Another method uses the PRICE algorithm to pick up translation from ribosome profiling data. PRICE (Probabilistic inference of codon activities by an EM algorithm) is a method to identify translated ORFs. Make sure you have the right Java distribution as stated on the wiki of PRICE. The right Java distribution is also available in a separate Conda environment. You can activate this environment with following command:

source activate price

PROTEOFORMER contains a wrapper that fully executes PRICE and uses its results in order to obtain a candidate translation product table similar to the assembly table.

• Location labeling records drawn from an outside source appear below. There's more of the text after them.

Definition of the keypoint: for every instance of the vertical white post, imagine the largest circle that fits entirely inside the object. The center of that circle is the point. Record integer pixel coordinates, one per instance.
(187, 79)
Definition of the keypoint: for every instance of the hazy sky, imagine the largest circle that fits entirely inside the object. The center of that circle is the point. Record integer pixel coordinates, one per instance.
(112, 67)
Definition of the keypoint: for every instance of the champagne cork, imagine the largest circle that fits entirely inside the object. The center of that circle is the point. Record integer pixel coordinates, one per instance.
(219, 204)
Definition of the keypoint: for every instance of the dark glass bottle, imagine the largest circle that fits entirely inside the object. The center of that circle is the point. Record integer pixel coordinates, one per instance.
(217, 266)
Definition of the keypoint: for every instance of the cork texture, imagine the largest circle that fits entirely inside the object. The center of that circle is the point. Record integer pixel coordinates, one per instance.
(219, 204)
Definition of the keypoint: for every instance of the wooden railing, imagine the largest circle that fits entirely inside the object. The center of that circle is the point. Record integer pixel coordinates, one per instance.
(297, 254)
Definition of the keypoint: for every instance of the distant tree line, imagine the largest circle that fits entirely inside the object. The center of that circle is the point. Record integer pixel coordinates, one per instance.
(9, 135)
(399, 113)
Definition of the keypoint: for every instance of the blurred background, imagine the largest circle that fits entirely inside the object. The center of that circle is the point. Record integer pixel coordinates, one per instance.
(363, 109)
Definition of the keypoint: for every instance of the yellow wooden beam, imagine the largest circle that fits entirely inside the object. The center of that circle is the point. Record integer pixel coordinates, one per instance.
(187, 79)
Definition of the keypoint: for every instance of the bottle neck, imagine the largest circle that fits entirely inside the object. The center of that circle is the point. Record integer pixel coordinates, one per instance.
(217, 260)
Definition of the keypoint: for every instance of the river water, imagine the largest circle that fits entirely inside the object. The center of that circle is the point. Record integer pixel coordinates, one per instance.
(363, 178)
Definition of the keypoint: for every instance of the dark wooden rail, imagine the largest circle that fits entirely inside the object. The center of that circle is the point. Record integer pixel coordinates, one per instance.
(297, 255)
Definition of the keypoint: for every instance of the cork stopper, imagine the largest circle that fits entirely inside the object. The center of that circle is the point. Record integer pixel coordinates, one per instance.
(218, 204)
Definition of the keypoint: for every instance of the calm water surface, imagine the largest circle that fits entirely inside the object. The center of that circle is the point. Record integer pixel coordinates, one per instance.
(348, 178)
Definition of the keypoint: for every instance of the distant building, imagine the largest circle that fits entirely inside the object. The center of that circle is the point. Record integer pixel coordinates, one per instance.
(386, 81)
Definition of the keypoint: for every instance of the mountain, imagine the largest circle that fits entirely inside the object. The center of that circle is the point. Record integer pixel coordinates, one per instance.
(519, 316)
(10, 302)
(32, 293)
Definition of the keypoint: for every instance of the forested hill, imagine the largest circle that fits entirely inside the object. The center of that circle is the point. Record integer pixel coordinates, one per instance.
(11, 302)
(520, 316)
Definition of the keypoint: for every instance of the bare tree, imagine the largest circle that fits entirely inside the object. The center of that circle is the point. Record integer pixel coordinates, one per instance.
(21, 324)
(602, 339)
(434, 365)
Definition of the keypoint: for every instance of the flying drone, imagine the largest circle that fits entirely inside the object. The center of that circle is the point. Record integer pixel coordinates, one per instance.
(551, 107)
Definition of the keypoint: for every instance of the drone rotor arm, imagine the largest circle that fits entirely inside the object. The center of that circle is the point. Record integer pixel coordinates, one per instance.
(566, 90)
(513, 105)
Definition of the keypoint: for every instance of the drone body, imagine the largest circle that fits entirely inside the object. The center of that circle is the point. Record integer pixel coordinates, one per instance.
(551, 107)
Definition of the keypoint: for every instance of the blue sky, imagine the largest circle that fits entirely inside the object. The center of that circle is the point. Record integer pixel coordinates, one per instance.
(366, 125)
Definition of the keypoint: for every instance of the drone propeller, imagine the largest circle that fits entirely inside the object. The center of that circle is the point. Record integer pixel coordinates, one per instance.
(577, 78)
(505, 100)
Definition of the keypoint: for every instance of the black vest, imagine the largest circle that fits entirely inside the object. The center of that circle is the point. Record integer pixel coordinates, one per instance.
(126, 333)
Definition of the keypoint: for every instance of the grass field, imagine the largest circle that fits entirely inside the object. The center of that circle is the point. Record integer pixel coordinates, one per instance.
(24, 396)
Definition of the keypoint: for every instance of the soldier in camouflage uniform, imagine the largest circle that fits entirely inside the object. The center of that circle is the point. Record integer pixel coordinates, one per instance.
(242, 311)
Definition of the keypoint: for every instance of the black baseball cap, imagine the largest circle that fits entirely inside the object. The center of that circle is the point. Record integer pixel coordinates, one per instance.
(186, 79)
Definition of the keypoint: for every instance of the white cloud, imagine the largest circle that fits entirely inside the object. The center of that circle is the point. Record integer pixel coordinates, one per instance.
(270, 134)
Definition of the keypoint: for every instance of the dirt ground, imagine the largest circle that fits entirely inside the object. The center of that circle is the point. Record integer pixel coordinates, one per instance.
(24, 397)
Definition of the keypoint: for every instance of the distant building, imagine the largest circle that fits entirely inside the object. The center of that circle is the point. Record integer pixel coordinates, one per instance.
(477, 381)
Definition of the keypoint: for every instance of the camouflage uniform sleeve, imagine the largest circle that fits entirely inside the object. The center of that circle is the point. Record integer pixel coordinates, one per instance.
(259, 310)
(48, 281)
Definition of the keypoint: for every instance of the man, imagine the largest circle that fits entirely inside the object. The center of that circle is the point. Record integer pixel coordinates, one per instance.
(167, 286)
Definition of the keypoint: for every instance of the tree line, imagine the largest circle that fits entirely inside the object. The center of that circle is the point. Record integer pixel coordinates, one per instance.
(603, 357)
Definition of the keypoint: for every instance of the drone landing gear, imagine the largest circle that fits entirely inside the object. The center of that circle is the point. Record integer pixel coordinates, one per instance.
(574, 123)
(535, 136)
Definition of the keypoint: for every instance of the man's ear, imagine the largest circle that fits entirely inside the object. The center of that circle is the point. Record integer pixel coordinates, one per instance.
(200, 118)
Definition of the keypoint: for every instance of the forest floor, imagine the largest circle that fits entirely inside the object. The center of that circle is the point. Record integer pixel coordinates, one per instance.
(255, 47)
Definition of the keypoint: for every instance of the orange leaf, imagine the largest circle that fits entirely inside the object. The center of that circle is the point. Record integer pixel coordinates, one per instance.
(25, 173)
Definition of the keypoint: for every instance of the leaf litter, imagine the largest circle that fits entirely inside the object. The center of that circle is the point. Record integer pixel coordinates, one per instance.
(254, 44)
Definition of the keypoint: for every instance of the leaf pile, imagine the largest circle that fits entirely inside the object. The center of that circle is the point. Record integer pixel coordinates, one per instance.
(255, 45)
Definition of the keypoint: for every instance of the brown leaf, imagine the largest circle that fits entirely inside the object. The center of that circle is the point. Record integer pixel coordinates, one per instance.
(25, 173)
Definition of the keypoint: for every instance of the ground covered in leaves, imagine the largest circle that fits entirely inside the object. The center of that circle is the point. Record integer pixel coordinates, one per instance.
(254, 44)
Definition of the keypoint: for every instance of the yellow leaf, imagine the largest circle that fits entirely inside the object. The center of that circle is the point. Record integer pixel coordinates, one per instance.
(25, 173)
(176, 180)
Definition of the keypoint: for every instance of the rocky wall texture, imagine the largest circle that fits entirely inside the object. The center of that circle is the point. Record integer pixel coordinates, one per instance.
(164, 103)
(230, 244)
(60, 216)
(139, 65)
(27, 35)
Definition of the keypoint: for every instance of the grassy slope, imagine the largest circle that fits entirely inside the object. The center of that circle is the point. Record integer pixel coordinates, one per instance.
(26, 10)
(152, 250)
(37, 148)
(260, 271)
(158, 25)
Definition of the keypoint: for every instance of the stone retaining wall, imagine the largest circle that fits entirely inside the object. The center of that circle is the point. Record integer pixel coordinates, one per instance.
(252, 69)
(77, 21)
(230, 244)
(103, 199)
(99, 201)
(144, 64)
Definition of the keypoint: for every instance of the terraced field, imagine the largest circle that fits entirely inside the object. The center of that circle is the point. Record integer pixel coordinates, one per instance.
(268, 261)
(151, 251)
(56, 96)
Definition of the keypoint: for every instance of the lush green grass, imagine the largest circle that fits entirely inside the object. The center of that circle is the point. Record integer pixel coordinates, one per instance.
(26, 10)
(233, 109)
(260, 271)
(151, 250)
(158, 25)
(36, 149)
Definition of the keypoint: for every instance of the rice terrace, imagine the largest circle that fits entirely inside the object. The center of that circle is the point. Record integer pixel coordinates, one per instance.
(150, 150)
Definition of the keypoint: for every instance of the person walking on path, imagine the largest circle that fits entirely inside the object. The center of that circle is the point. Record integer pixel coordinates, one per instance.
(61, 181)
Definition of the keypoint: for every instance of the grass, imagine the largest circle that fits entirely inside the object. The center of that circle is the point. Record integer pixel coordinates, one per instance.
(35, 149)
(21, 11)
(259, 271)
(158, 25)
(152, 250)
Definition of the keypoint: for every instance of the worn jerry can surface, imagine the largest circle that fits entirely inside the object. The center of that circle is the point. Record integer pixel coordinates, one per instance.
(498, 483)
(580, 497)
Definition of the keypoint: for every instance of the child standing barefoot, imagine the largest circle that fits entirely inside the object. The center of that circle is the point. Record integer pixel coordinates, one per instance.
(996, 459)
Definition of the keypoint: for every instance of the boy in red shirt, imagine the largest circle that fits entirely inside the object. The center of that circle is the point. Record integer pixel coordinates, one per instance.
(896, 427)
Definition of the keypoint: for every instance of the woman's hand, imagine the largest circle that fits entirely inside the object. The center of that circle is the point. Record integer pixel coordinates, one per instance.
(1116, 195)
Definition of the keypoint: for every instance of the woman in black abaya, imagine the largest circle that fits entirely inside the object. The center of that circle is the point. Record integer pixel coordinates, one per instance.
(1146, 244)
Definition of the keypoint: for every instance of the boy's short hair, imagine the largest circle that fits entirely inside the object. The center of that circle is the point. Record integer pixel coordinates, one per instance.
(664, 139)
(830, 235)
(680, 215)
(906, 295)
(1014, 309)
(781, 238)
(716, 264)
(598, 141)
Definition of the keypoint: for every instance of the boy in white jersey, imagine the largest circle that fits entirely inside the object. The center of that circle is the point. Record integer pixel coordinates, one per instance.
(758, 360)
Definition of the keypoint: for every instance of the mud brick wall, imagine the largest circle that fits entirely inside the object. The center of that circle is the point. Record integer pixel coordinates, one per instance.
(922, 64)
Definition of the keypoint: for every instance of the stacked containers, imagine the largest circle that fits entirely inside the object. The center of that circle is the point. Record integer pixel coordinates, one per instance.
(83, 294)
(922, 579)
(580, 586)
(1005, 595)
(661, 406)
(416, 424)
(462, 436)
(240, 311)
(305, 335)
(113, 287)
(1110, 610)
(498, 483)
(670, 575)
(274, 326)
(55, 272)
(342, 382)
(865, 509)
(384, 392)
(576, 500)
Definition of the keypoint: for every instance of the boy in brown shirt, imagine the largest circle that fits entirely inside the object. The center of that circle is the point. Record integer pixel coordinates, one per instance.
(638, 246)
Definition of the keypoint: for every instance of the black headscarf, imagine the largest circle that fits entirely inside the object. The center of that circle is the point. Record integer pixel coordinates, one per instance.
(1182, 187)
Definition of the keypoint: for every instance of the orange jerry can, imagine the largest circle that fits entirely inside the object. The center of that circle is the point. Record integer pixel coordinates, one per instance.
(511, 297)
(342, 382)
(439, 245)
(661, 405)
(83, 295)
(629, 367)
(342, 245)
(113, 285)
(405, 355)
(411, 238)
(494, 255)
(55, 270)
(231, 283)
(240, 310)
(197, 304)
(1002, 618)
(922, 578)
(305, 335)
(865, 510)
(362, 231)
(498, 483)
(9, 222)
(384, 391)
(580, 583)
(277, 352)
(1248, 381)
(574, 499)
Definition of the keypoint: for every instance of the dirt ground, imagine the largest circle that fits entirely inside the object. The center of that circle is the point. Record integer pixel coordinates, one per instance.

PRICE does not account for selenocysteines, so these cannot be included with this methodology. Execution of PRICE comprises genome reference preparation, the actual PRICE run and conversion of the output CIT file. Afterwards the output of PRICE will be combined with information from Ensembl in order to obtain all needed features of the translation product table. All these steps are included in the PROTEOFORMER wrapper program. The wrapper let PRICE use both treatment samples if they are available but it is also possible to run the PRICE wrapper with only an untreated/CHX sample.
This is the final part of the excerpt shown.